Here’s another one that bothers me: people saying X times more when they mean X times as many/much. For instance, if I have ten cherries (Mmm. Cherries) and they have thirty cherries, they’ll say, “I have three times more than you.” No. They have two times more. If they had three times more then they’d have forty cherries. That would be ten plus three times more equals forty.

I understand the logic of the error. Thirty is more than ten and thirty is three times ten, therefore thirty is three times more than ten. It’s an easy mistake to make. But let’s change the numbers and see what happens. Let’s say I have ten cherries and they have fifteen. Do they have one and a half times more? What if I have ten and they have ten. Do they have one time more? How about if I have ten and they have five? Does that mean they have one half more? By their logic less would equal more. The language leads to confusion.

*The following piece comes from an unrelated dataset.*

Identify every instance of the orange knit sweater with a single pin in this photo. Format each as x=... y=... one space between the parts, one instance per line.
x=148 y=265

They have an out, though. They just change the language at equality. At ten they say “same as,” and below ten they say “less than.” But they have to do some mental gymnastics to do it. They might say that five is one half less than ten, but then why wouldn’t they say that fifteen is one half more? Or they might say that five is one half as much, but then why wouldn’t they say that fifteen is one and a half times as much?

The inconsistency and the potential for confusion bother me, but I don’t see much hope for a return to good language. It’s too ingrained by now. You see it everywhere. I’ll just have to adapt to stay out of trouble. When my bicycle tire is at twenty PSI and they say I need two times more, I’ll have to remember to pump it up to forty PSI and not sixty.